Entonces se acercó tanto que Deogratias Dujat pudo sentir su aliento en el rostro, un aliento cálido, alterado, paralizante y húmedo que le abrasaba la barbilla y los labios y penetraba en su paladar como una emanación del cielo o del infierno, pero en cualquier caso una emanación sobrenatural que le debilitaba las piernas, le alteraba el ritmo cardíaco y le hacía hervir la sangre en el interior de las venas. Literalmente inmovilizado, sintió los brazos de la mujer prendiendo fuego a su cuello mientras los labios carnosos lo besaban sin moderación, como si jamás hubieran besado a nadie, ansiosos, febriles, desbordados, impacientes. Sin poder contenerse, la abrazó y la besó sin compasión ya, temiendo morir entre sus piernas como seguramente habrían muerto muchos hombres antes que él, disfrutando hondamente el placer de hacerlo. La oyó gemir mientras la desnudaba, casi a zarpazos, como un soldado perdiendo el honor en un saqueo, y la arrastró hasta la mesa, o tal vez fue ella quien lo arrastró a él, mordiéndose los dos como alimañas hambrientas, quemándose el uno al otro en un incendio voraz que alimentaban conforme se tocaban.

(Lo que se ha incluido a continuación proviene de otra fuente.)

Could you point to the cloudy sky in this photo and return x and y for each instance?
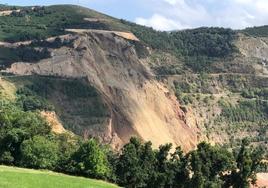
(175, 14)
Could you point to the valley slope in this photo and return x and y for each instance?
(114, 79)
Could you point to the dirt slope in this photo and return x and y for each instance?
(139, 105)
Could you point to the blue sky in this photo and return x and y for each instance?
(175, 14)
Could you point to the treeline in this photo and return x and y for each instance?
(26, 140)
(199, 47)
(22, 54)
(261, 31)
(259, 93)
(247, 110)
(209, 42)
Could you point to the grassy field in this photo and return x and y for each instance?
(11, 177)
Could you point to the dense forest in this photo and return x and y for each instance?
(26, 140)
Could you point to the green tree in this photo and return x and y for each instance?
(39, 152)
(207, 164)
(91, 160)
(247, 162)
(135, 164)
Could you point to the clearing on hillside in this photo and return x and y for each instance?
(11, 177)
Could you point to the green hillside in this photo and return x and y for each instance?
(11, 177)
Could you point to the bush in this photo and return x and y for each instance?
(39, 152)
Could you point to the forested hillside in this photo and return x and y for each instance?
(196, 101)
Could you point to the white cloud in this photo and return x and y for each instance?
(160, 23)
(181, 14)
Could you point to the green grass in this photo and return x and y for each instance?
(11, 177)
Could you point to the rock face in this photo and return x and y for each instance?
(139, 105)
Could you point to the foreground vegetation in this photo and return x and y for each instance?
(27, 141)
(11, 177)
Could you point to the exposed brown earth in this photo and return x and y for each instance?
(54, 122)
(139, 104)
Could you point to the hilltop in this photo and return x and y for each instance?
(180, 87)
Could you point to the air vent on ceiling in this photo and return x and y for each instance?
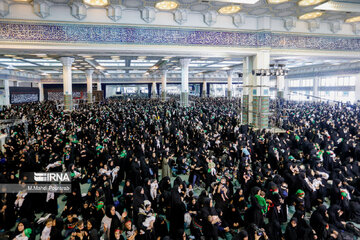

Y allí en la mesa, sobre ella o bajo ella, Deogratias Dujat evocó la escena muchas veces a lo largo de su vida sin lograr recordarla con claridad, supo que sería para siempre esclavo de aquella mujer que lo exprimía entre sus muslos y lo mordía sin piedad con una ferocidad empapada de infinita ternura. Y entonces la amó como no había amado a ninguna mujer, con el salvajismo de un fusilero borracho, con la devoción de un poeta insatisfecho, con la entrega de un reo que ama por última vez. Y cuando todo concluyó creyó morir de verdad. Calamanda del Rocío Sánchez de Villalón yacía junto a él en la mesa, agotada, jadeante, desnuda, mirándolo a los ojos con una expresión de perenne felicidad o de inmortal agradecimiento. Le acarició el pecho con los dedos y de nuevo aquella piel volvió a quemarlo como la primera vez que la tocó. ¿A cuántos hombres habría quemado? Fue entonces cuando Deogratias Dujat de Saint-Saëns puso la palma de la mano en su rodilla y la deslizó por el muslo hasta detenerse sorprendido ante un hilo de sangre que descendía con timidez por la pierna. Sin atreverse a volver el rostro palpó aquel líquido templado con la yema de los dedos hasta sentirlo evaporarse y supo que aquella mujer nunca había yacido con ningún hombre, como él no había yacido con ninguna mujer que fuera virgen.”